Baird v. Lindblad
Before: Adams
ADAMS, P. J.
Plaintiff brought this action to recover the sum of $1,294.80, which it is agreed is the unpaid balance due under a lease by which plaintiff (and her husband, since deceased) leased land to defendant for the growing of tomatoes. It is conceded that the total amount of the rental for the term of the lease was $3,850, upon which defendant paid, at different times, the total sum of $2,555.20, leaving an unpaid balance of $1,294.80. The lease which was dated March 10, 1944, was for a term of nine months from March 1, 1944.
[204]
It was prepared by defendant, the lessee, upon a printed lease form, with portions filled in by typewriting. Following the printed recitation therein that the rental was payable in lawful money of the United States in advance, “in the manner following, to wit: ...” defendant inserted in typewriting, “Last half of first payment due May 1st. Balance due from Riverbank Canning Co., after R.A.C.C. Crop mortgage has been satisfied.” He based his defense to plaintiff’s action upon the ground that the foregoing language shows that the last half of the rental payable under the lease was to be paid out of a special fund, and that said fund never came into existence; that is, that said last half of the rental was to be paid out of any moneys in the hands of the Riverbank Canning Company, to whom defendant sold a portion of his tomato crop, and that, because the crop mortgage which had priority was never satisfied and there was no balance due defendant from that company, plaintiff cannot recover. The trial court rendered judgment for plaintiff and this appeal followed.
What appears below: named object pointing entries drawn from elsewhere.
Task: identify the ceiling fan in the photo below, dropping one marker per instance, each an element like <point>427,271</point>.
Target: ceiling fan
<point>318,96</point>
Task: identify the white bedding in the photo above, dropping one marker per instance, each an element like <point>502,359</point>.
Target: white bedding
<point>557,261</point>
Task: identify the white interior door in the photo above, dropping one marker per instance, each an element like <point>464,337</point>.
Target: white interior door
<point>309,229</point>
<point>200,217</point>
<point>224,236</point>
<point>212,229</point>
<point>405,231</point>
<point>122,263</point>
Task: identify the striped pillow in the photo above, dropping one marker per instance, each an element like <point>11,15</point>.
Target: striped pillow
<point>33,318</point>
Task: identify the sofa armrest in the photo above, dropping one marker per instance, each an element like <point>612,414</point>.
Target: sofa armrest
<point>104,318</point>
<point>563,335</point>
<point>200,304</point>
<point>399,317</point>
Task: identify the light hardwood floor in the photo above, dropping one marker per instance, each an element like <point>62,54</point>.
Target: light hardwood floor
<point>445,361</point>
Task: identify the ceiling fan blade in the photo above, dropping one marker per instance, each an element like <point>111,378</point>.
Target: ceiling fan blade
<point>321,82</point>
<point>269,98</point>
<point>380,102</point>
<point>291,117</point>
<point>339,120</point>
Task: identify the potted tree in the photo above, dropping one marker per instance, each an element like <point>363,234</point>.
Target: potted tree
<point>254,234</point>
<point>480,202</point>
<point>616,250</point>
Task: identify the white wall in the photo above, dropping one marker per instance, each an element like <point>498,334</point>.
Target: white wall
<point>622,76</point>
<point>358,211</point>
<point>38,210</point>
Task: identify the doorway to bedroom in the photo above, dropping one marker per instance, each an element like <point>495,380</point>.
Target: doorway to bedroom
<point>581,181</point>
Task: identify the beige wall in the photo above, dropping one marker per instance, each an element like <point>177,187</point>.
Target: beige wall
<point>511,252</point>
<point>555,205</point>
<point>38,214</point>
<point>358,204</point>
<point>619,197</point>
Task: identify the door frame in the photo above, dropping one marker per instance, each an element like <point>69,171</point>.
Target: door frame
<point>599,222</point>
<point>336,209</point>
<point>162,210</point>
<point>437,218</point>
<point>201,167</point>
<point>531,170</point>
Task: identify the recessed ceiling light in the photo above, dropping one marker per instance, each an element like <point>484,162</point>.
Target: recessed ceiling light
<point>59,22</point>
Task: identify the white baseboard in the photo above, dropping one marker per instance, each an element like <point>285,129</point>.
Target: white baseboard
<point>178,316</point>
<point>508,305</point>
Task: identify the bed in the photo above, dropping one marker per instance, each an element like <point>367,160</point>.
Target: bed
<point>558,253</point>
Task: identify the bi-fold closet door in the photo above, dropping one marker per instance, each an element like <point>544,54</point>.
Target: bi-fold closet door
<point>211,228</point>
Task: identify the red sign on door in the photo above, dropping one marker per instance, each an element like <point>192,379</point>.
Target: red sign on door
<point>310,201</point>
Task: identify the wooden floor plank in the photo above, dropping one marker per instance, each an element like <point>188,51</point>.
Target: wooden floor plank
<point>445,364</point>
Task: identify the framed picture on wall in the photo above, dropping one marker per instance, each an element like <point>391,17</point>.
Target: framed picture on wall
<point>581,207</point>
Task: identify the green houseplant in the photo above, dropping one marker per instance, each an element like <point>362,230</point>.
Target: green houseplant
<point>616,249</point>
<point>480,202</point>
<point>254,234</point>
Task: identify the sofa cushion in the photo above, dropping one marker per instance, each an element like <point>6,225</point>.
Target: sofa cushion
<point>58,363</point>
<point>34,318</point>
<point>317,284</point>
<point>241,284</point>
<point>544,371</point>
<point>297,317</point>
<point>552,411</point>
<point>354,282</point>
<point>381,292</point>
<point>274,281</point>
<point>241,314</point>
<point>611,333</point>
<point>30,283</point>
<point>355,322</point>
The evidence in the case shows the following pertinent facts. Defendant did not deliver the whole of his tomato crop to Riverbank Canning Company, but sold a portion of it to others. After he had paid the first half of the rental due plaintiff, he promised to pay her the balance out of moneys he said he was to receive from dragline work he was doing for a Mr. Cooling. He also promised her he would pay such remainder from moneys he would receive from similar work he was to perform for a Mr. Hershey. Defendant authorized plaintiff to dispose of some tomato dust he had left on the rented premises, and apply the proceeds to the balance of the rental. Plaintiff received $430 for same and it was so applied. Defendant also authorized plaintiff to collect the proceeds of the sale of sheeting and lumber left on the premises and apply the proceeds on the rental balance. Plaintiff received $375 from this transaction. Defendant never denied that he owed plaintiff the balance sued for, nor contended, until her suit was filed, that such balance was payable out of a special fund which never came into existence.